Leibniz-Einrichtungen pflegen enge Kooperationen mit den Hochschulen – u.a. in Form der Leibniz-WissenschaftsCampi, mit der Industrie und anderen Partnern im In- und Ausland. Sie unterliegen einem transparenten und unabhängigen Begutachtungsverfahren. Aufgrund ihrer gesamtstaatlichen Bedeutung fördern Bund und Länder die Institute der Leibniz-Gemeinschaft gemeinsam. Die Leibniz-Institute beschäftigen rund 20.000 Personen, darunter 10.000 Wissenschaftlerinnen und Wissenschaftler.

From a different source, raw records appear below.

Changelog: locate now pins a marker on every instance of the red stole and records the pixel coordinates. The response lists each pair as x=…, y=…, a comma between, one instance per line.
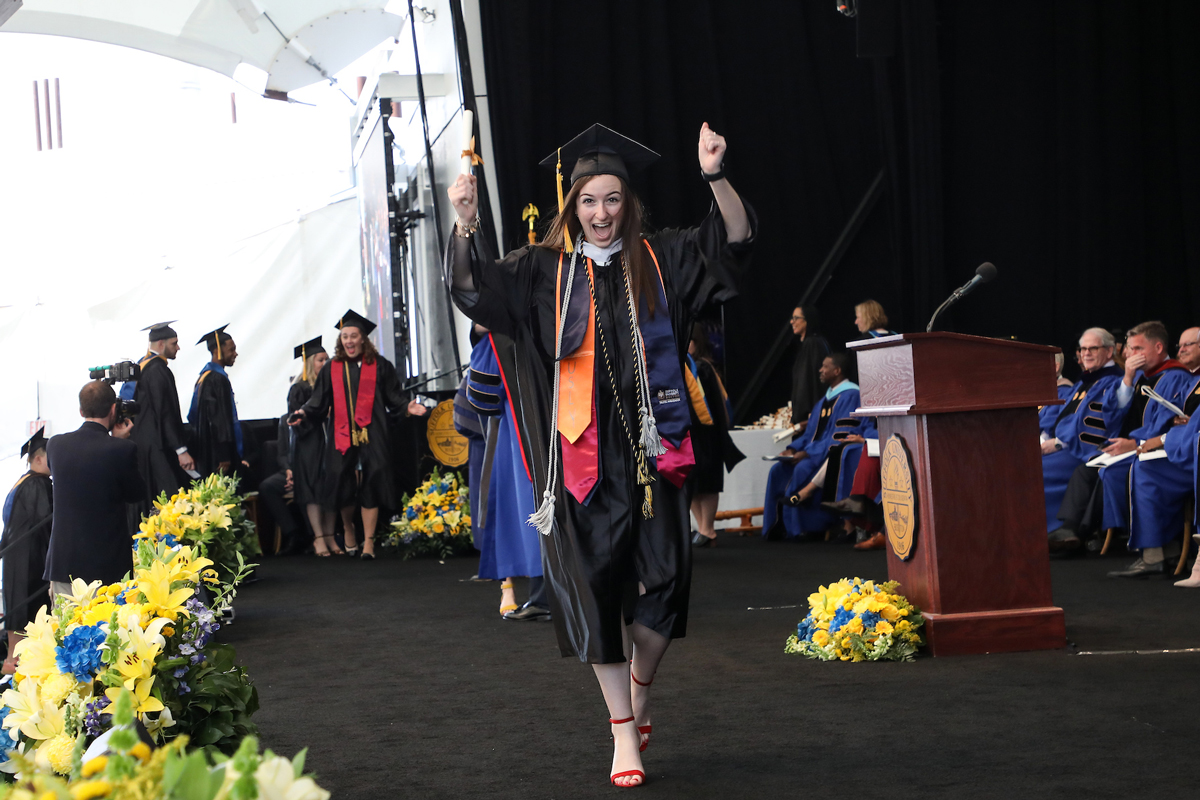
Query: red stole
x=345, y=432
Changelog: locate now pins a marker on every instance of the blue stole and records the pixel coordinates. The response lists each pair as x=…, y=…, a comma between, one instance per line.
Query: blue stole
x=233, y=403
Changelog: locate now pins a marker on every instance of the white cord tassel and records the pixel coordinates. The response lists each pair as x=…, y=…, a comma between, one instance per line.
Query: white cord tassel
x=651, y=438
x=544, y=517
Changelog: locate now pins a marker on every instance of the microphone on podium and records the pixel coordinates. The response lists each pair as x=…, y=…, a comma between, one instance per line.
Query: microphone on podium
x=985, y=272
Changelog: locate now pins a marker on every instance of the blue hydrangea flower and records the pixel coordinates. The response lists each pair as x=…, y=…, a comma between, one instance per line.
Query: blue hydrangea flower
x=79, y=651
x=840, y=619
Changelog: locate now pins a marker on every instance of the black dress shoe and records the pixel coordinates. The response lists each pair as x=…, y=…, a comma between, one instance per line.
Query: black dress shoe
x=1139, y=569
x=528, y=612
x=847, y=507
x=1063, y=539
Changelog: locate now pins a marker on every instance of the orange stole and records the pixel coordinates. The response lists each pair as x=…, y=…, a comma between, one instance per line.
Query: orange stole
x=575, y=371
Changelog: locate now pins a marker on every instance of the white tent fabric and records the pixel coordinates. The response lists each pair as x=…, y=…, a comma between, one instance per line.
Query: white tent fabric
x=276, y=289
x=293, y=41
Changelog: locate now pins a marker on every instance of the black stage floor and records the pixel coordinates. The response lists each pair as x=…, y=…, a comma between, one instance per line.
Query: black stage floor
x=403, y=683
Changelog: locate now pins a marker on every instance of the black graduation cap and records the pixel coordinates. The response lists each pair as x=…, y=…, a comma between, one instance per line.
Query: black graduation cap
x=160, y=331
x=307, y=349
x=600, y=151
x=354, y=319
x=36, y=441
x=214, y=340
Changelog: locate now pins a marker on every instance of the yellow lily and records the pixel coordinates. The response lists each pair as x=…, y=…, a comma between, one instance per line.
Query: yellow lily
x=155, y=584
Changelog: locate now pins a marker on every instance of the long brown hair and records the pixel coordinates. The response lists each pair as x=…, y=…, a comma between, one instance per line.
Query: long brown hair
x=641, y=269
x=369, y=350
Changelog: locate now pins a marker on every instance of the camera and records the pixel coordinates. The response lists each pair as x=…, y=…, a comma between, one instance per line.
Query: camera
x=115, y=373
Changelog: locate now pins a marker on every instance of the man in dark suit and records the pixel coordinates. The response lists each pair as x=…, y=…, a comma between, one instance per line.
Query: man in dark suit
x=95, y=475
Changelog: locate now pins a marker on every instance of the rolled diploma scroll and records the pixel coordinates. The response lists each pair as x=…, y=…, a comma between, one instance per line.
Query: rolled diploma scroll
x=468, y=125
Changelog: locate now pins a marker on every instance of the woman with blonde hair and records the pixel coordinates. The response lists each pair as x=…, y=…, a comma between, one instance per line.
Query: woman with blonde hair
x=871, y=319
x=307, y=451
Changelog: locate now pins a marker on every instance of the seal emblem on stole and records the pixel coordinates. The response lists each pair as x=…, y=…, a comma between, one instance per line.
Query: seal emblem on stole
x=899, y=497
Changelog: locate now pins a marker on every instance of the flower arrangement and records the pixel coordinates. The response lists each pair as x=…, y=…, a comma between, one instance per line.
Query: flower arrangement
x=131, y=769
x=436, y=519
x=207, y=516
x=858, y=620
x=149, y=635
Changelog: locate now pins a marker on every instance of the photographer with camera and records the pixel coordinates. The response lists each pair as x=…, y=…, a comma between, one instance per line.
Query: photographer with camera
x=95, y=475
x=163, y=457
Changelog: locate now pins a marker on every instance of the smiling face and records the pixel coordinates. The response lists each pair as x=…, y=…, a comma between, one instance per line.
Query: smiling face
x=352, y=341
x=599, y=208
x=799, y=325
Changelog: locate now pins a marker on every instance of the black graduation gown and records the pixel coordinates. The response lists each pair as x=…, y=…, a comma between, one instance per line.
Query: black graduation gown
x=378, y=486
x=159, y=429
x=807, y=388
x=597, y=554
x=712, y=444
x=28, y=533
x=305, y=446
x=213, y=432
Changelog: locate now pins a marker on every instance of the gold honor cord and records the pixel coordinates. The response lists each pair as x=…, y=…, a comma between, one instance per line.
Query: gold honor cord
x=558, y=176
x=358, y=435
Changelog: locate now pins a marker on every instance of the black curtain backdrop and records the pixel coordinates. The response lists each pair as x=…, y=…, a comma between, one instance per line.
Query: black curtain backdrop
x=1056, y=139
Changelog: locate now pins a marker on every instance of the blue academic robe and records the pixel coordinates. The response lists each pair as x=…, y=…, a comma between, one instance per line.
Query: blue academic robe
x=1081, y=427
x=831, y=420
x=1161, y=488
x=1174, y=384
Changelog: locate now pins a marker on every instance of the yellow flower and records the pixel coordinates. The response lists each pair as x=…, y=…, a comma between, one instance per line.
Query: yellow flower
x=55, y=689
x=95, y=765
x=91, y=789
x=58, y=751
x=155, y=584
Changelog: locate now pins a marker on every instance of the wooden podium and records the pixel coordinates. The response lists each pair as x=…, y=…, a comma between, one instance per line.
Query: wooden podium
x=965, y=411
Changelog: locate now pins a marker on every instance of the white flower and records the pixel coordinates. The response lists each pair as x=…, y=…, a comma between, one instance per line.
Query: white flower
x=277, y=781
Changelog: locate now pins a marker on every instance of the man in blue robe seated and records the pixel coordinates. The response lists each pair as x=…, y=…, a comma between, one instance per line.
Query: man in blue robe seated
x=1079, y=429
x=1162, y=480
x=1104, y=497
x=808, y=452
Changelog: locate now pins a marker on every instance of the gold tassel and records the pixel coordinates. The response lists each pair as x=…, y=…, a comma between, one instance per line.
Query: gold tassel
x=558, y=176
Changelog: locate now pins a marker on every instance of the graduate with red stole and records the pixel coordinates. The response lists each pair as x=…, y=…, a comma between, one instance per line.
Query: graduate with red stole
x=363, y=389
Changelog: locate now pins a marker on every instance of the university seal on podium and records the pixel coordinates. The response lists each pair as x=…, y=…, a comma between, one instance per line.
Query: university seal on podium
x=448, y=445
x=899, y=497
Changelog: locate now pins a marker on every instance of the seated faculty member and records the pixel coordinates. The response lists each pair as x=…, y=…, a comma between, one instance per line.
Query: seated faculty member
x=95, y=475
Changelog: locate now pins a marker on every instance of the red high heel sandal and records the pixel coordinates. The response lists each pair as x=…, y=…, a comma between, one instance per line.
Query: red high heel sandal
x=642, y=728
x=612, y=779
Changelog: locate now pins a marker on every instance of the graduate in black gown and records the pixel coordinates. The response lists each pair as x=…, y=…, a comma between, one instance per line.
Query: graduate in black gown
x=28, y=511
x=361, y=389
x=307, y=447
x=606, y=432
x=216, y=432
x=159, y=433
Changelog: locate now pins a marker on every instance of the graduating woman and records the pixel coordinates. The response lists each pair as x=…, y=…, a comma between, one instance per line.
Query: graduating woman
x=27, y=537
x=600, y=316
x=363, y=389
x=307, y=451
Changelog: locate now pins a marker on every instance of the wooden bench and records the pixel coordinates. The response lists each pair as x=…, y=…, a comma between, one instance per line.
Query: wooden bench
x=747, y=516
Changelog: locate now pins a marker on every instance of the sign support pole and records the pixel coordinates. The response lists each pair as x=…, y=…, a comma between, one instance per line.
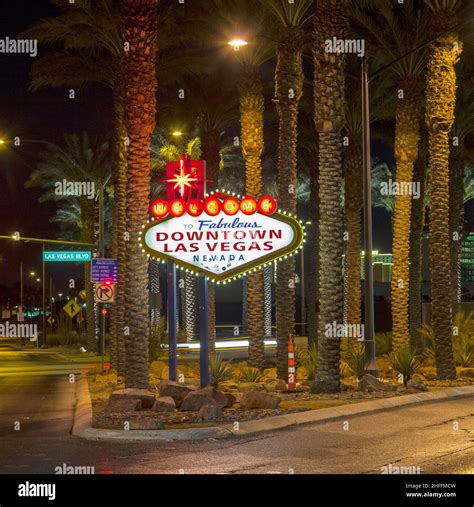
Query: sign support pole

Der Gesamtetat der Institute liegt bei mehr als 1,9 Milliarden Euro. Finanziert werden sie von Bund und Ländern gemeinsam. Die Grundfinanzierung des Leibniz-Instituts für Troposphärenforschung (TROPOS) wird vom Bundesministerium für Bildung und Forschung (BMBF) und dem Sächsischen Staatsministerium für Wissenschaft und Kunst (SMWK) getragen. Das Institut wird mitfinanziert aus Steuermitteln auf Grundlage des vom Sächsischen Landtag beschlossenen Haushaltes.